The Decompiler Check

Erik ran the compiler through his usual .NET decompiler to search for anything tagged with version 13.0. The results were pretty consistent with the documented change log — a sign that Microsoft’s documentation is getting more thorough. “Maybe next time I don’t even need to do this,” Erik says, though he admits he’s said that before and always ends up doing it anyway.

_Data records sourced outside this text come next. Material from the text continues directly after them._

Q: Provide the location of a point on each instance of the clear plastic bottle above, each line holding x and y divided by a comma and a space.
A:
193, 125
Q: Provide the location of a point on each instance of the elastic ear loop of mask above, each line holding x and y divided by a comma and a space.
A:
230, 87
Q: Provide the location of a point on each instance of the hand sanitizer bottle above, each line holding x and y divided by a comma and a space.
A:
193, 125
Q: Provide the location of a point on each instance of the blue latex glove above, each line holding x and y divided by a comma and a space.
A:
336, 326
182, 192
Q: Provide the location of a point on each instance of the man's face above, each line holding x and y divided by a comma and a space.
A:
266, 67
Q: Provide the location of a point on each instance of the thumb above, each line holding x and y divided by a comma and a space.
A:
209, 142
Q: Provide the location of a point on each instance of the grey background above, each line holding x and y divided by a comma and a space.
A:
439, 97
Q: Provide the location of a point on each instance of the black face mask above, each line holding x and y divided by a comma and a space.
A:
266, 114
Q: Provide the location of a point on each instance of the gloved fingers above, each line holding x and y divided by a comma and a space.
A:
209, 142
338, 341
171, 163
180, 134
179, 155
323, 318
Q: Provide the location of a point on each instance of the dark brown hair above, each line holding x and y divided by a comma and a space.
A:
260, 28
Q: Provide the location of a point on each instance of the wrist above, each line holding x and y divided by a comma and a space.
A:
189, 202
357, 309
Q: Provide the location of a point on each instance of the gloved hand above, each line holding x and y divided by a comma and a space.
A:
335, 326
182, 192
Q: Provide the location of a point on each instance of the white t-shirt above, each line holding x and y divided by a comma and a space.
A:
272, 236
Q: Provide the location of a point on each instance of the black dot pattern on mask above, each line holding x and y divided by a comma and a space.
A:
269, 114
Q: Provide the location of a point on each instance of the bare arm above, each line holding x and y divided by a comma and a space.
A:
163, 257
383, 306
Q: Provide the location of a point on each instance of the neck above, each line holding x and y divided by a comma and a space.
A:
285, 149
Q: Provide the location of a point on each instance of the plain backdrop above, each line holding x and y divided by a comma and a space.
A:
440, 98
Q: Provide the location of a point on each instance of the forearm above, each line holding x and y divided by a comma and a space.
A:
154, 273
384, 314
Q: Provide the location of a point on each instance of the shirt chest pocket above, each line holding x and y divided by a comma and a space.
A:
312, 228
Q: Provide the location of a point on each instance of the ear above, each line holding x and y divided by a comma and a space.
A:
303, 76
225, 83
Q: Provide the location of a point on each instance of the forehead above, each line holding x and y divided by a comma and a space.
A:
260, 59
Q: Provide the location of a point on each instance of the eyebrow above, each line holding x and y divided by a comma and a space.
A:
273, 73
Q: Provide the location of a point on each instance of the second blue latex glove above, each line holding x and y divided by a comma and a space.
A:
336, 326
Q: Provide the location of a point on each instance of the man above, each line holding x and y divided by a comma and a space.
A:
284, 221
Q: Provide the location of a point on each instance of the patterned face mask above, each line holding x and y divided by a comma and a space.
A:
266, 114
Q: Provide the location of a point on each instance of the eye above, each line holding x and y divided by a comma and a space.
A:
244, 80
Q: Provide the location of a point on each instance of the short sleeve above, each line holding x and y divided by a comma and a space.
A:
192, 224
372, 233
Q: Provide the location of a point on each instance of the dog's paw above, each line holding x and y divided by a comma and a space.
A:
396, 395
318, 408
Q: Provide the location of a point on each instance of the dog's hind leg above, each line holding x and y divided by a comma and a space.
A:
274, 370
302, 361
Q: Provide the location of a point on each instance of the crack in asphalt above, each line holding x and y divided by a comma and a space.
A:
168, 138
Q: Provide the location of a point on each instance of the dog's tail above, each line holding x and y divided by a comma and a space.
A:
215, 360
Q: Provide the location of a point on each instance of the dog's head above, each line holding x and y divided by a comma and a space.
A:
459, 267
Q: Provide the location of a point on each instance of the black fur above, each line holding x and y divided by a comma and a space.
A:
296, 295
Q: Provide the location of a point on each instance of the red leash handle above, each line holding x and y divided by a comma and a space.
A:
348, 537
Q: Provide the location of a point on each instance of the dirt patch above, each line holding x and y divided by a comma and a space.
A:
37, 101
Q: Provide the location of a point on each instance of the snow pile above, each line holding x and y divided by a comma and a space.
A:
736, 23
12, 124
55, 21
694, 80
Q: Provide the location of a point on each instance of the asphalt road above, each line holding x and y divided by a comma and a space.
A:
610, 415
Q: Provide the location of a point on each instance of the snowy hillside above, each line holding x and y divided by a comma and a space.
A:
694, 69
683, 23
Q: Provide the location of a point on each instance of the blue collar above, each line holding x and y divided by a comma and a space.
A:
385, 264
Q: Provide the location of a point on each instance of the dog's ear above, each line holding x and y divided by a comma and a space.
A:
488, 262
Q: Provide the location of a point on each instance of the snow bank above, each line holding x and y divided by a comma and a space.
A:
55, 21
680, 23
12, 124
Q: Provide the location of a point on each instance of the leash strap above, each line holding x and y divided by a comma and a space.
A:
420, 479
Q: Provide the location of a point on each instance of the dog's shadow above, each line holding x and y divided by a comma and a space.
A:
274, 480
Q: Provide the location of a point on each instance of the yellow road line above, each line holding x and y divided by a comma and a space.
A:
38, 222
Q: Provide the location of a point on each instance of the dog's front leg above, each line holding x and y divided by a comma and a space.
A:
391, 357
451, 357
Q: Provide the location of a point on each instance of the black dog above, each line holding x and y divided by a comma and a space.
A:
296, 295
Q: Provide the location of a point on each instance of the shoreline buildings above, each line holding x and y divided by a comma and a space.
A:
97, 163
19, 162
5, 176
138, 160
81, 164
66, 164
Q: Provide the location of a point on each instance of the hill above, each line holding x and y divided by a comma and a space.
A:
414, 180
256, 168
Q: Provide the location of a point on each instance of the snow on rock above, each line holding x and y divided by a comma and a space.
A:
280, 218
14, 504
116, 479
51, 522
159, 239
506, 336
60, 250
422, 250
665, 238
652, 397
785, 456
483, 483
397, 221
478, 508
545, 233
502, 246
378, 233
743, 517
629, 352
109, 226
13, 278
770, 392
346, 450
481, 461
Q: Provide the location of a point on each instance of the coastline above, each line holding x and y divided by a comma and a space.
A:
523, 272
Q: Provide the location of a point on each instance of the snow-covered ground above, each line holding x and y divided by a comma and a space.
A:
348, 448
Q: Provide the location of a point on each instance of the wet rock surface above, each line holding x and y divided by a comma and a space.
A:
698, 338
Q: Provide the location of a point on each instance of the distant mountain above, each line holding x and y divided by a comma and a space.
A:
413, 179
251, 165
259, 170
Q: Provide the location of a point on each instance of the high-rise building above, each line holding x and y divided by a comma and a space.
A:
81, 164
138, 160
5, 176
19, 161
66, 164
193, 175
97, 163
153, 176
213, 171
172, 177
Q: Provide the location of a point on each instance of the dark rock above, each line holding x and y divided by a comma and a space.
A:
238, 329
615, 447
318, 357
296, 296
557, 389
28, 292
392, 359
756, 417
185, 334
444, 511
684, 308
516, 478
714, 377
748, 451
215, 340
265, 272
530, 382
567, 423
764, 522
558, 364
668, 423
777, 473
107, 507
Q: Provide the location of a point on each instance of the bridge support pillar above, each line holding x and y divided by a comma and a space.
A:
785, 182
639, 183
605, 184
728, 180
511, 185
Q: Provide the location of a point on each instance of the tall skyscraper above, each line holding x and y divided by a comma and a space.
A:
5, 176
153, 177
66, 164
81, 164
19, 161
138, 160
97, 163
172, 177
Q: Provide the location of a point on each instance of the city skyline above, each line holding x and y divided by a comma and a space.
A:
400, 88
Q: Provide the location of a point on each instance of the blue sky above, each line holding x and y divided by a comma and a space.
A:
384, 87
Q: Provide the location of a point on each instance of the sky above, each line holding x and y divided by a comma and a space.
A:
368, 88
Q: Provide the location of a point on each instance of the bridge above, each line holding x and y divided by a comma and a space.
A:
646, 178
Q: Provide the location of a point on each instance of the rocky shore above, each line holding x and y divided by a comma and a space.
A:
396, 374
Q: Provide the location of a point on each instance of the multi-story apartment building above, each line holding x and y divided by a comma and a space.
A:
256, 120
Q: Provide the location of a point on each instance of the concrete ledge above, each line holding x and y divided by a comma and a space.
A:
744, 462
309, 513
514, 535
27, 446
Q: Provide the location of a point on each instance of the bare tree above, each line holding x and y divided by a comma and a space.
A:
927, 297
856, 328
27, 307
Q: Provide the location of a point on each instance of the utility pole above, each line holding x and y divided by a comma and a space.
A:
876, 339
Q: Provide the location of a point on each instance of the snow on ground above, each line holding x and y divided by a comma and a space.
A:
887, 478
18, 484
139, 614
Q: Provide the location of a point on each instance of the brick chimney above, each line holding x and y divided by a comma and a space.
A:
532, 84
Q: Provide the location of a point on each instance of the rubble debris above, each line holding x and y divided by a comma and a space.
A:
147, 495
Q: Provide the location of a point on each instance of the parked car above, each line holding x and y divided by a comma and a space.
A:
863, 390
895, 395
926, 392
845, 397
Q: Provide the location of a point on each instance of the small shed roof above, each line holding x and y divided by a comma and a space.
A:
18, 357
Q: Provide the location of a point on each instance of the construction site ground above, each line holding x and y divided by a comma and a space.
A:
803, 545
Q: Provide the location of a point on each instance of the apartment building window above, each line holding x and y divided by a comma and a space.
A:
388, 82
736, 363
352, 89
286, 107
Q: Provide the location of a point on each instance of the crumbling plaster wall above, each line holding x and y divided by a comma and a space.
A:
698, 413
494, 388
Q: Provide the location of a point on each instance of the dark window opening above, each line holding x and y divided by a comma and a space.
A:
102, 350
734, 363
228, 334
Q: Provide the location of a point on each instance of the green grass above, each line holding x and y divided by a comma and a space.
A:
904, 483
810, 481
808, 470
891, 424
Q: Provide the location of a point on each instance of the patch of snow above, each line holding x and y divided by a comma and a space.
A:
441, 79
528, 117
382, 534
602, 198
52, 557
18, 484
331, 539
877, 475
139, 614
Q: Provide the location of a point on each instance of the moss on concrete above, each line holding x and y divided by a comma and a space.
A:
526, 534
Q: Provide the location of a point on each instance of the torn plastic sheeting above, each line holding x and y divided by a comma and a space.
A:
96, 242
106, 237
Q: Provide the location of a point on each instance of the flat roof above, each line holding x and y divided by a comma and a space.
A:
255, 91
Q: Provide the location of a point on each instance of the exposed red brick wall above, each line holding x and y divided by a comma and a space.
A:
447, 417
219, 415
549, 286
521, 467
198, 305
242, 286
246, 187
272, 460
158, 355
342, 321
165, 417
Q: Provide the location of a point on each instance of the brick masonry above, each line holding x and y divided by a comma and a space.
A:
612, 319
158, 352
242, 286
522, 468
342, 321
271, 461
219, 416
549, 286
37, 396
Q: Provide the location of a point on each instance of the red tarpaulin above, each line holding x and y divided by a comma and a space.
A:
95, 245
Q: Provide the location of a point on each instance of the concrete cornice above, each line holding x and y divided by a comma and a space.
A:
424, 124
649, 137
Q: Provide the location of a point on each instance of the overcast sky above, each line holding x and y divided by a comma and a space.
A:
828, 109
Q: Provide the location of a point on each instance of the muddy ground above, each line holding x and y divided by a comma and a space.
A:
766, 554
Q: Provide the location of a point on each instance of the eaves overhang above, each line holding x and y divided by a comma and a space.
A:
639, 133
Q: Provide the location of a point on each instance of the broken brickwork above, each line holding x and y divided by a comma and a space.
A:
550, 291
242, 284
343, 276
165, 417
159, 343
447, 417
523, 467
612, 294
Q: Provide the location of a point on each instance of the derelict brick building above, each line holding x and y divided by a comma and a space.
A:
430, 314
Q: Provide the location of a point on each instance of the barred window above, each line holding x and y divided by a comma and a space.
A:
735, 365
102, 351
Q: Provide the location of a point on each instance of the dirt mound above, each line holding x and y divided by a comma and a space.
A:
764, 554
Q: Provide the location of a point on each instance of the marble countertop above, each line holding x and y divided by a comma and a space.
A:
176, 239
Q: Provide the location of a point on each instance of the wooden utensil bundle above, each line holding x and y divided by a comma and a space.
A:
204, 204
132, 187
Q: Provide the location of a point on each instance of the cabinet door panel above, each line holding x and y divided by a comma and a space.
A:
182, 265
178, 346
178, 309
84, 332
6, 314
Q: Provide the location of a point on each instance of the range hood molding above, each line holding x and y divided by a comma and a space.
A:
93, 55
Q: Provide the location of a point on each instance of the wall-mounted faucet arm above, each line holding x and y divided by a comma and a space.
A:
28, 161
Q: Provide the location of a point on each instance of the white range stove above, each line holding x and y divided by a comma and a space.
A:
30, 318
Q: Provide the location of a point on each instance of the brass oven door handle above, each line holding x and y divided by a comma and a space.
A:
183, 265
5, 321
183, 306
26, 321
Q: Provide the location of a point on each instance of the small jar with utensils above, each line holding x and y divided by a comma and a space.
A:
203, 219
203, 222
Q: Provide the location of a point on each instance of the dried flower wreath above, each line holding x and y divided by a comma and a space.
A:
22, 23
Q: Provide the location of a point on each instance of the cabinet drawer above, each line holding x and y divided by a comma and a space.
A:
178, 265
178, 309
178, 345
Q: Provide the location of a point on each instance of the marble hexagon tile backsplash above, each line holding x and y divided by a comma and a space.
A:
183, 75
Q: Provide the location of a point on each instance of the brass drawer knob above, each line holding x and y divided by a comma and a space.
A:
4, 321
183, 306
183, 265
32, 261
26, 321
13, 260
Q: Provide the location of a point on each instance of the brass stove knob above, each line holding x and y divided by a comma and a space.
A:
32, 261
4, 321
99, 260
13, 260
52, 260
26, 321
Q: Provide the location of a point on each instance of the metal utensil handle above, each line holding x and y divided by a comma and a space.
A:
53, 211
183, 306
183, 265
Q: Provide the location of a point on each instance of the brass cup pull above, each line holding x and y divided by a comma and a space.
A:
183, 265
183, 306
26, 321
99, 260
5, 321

Looking at the App Configuration

The sample project’s app.json shows how the runtime version controls which language features are available:

{
  "id": "27b30fa5-54ff-41af-9ef5-bcd41dfc5377",
  "name": "WhatsNewinBC25",
  "publisher": "Default Publisher",
  "version": "1.0.0.0",
  "dependencies": [],
  "platform": "1.0.0.0",
  "application": "25.0.0.0",
  "idRanges": [
    {
      "from": 50100,
      "to": 50149
    }
  ],
  "resourceExposurePolicy": {
    "allowDebugging": true,
    "allowDownloadingSource": true,
    "includeSourceInSymbolFile": true
  },
  "runtime": "14.1",
  "features": [
    "NoImplicitWith"
  ]
}

The runtime property determines which AL language features and functions are available. Setting it to an older version (like "9.0") restricts you to only the features that existed at that time — for example, the resourceExposurePolicy section didn’t exist in runtime version 4. Everything in the compiler is tagged with the version it became available, which is exactly what Erik exploits when searching for 13.0 in the decompiler.

Erik’s Wish List

Erik closes with his standing wish: partial codeunits. Not codeunit extensions (which are a different concept), but the ability to split a single codeunit across multiple files — similar to C#’s partial classes. Some of his apps have codeunits with 3,000–5,000 lines of code that share the same fields and context, and splitting them into separate codeunits is painful. Working with files that large makes everything sluggish. Partial codeunits would solve this elegantly.

Summary

Business Central 2024 Wave 1 brings a solid set of improvements to the AL language. The standout features are self-extending tables (allowing table extensions within the same app), tooltips on table fields, and the continued maturation of Copilot with prompt guides. Quality-of-life improvements like placeholder text, relative paths in control add-ins, using statement folding, cookie support, and multi-file uploads round out a meaningful release. The dropping of debugger support for pre-version-20 servers is worth noting for anyone still maintaining older on-premises installations.